Enfin, le gouvernement fait de la pompe à chaleur l’élément central de la stratégie de planification écologique dans le bâtiment. Emmanuel Macron a ainsi annoncé vouloir tripler la production de pompes à chaleur en France d’ici 2027 et former 30 000 installateurs. Certains spécialistes alertent cependant sur la généralisation de ces équipements. En effet, leur installation n’est pas optimale lorsqu’il n’y a pas de réseaux d’eau de chauffage préexistant dans le bâtiment ou en cas d’absence d’isolation des murs et des fenêtres qui entraînerait un surdimensionnement de l’équipement conduisant à des surcoûts et à des pointes plus importantes sur le réseau électrique.

Qu’en est-il de notre consommation énergétique ?

Figure 3 : Evolution de la consommation d’énergie finale d’ici à 2030, Source : Mieux Agir

Au cours de son allocution, le Président a évoqué la sortie du charbon en France au 1er janvier 2027. Le chef de l’Etat avait pourtant déjà annoncé en novembre 2018 que cette sortie devrait s’effectuer d’ici à la fin de l’année 2022 ! La fermeture des centrales à charbon est un élément clé de l’engagement de la France envers la réduction des émissions de gaz à effet de serre, ce délai rallongé, présenté par le Président comme l’adoption d’une nouvelle mesure, soulève des questions sur la capacité du pays à respecter ses objectifs climatiques.

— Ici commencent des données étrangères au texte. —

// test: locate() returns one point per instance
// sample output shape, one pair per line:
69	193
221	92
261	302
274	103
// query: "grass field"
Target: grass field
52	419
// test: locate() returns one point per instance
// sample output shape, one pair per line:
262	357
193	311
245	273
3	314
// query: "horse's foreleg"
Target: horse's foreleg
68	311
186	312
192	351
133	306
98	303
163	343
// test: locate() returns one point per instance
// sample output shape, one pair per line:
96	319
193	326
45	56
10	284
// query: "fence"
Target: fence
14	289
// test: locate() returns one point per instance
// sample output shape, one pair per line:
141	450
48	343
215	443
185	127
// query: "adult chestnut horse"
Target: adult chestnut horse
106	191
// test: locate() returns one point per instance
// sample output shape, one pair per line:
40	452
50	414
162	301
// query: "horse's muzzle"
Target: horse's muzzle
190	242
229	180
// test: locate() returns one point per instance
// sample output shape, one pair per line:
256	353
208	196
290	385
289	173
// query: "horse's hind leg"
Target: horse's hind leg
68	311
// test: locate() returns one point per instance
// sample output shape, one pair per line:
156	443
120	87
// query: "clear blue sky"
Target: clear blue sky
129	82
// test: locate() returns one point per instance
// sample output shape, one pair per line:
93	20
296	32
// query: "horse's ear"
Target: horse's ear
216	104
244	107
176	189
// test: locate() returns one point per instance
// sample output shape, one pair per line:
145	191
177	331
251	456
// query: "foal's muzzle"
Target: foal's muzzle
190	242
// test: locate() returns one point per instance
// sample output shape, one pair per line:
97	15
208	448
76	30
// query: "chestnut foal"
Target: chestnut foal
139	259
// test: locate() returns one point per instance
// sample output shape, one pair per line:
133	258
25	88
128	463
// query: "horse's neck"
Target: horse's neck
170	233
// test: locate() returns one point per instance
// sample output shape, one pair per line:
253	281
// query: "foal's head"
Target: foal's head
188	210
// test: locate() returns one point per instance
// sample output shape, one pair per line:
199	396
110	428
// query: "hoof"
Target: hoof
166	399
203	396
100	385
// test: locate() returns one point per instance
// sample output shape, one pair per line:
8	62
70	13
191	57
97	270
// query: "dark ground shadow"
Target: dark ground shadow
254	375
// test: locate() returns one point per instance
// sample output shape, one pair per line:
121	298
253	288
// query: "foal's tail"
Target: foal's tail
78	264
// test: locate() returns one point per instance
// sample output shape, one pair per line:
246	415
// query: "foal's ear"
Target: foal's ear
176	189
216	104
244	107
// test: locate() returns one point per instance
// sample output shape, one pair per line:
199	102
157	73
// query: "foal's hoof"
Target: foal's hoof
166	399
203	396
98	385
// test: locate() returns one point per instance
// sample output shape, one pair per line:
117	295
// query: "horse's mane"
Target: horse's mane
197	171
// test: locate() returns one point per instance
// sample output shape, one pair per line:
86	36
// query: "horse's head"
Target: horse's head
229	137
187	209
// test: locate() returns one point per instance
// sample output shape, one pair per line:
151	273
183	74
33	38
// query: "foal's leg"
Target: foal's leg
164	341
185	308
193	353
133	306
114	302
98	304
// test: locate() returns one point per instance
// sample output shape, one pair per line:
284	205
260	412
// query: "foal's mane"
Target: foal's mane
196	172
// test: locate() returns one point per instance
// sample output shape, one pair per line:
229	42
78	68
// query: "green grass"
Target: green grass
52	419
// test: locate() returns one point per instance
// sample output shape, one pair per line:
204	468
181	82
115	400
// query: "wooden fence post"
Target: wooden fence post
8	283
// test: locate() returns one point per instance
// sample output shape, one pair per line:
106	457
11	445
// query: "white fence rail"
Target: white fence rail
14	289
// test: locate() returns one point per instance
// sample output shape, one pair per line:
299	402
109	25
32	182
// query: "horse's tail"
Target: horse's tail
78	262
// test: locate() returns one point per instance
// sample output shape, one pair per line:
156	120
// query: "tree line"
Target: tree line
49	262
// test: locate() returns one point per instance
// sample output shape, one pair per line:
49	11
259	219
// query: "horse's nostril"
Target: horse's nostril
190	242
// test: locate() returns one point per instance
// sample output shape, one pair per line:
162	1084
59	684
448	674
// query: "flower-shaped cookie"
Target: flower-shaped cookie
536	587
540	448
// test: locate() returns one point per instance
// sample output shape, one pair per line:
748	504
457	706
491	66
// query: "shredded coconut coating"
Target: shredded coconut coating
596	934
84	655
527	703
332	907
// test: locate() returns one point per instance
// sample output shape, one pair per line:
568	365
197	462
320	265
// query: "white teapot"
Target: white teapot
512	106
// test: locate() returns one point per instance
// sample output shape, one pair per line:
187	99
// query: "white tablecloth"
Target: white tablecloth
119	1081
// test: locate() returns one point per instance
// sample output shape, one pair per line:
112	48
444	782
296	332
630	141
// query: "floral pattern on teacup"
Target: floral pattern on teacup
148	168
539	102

Le Président a également annoncé l’élaboration d’une loi sur la production d’énergie prévue pour le mois de décembre.

Pour quels financements ?

Enfin pour financer cette planification écologique, Emmanuel Macron a évoqué une enveloppe de 40 milliards d’euros pour 2024, soit sept milliards de plus qu’en 2023. Le rapport France Stratégie des économistes Jean Pisani-Ferry et Selma Mahfouz sur Les incidences économiques de l’action pour le climat, remis au gouvernement en mai dernier, préconisait de mobiliser entre 65 et 70 milliards d’euros par an pour décarboner notre économie. Reste à savoir où trouver les 25 ou 30 milliards d’euros complémentaires.

En conclusion, l’allocution du Président Macron sur la planification écologique dévoile une vision résolument orientée vers un modèle d’écologie économique, selon ses mots : une écologie « porteuse d’innovation et facteur de compétitivité ». Cette approche met résolument l’accent sur la production. Pour autant, au final, peu de mesures nouvelles ou concrètes pour le Bâtiment ont été annoncées, et la planification écologique est comme trop souvent abordée sous l’angle unique du climat, au détriment d’autres enjeux fondamentaux tels que la préservation de la biodiversité par exemple. Enfin, un certain nombre de choix sont de nature à ralentir l’atteinte des objectifs de décarbonation du pays. Il faudra donc être très vigilant sur les impacts réels de cette planification dans les années à venir.